To be clear, I am not talking about the plight of the U.S. auto-makers, who are near collapse because of inefficiency, bad management, and failures of imagination by both owners and workers. Nor do I refer to the painful-but-expected retrenchment and layoffs we’re seeing in many industries.  These are worrisome, but there is another problem looming on the horizon -- one that may hammer even competent enterprises, that imagine they are healthy enough to weather the storm.

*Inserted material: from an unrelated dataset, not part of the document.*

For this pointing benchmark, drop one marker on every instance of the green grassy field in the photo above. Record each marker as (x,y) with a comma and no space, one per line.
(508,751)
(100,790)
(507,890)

I refer to a brittle weakness in our economy, courtesy of the same smartaleck caste of MBAs who brought us derivatives and hyper-leveraged finance.  A frailty that could, potentially, turn some short-term crisis into full-scale disaster -- and all because of a good theory that’s been taken way too far.


Another trick of “optimization”

For decades, we’ve been told -- by the same fellows who brought us “efficient finance” -- that manufacturing and commerce should be fine-tuned to squeeze every penny of profit, by trimming away all “fat.” Industries that hew close to the teachings of W. Edwards Deming and Toyota’s Taichi Ohno require that their suppliers deliver parts and raw materials at the precise moment when they are needed.  Under this principle, any reserves that are kept on-premises will only encourage sloppy management and incur unnecessary storage costs -- a calculation that has long been exacerbated by shortsighted tax policies that punish warehousing and inventory-keeping.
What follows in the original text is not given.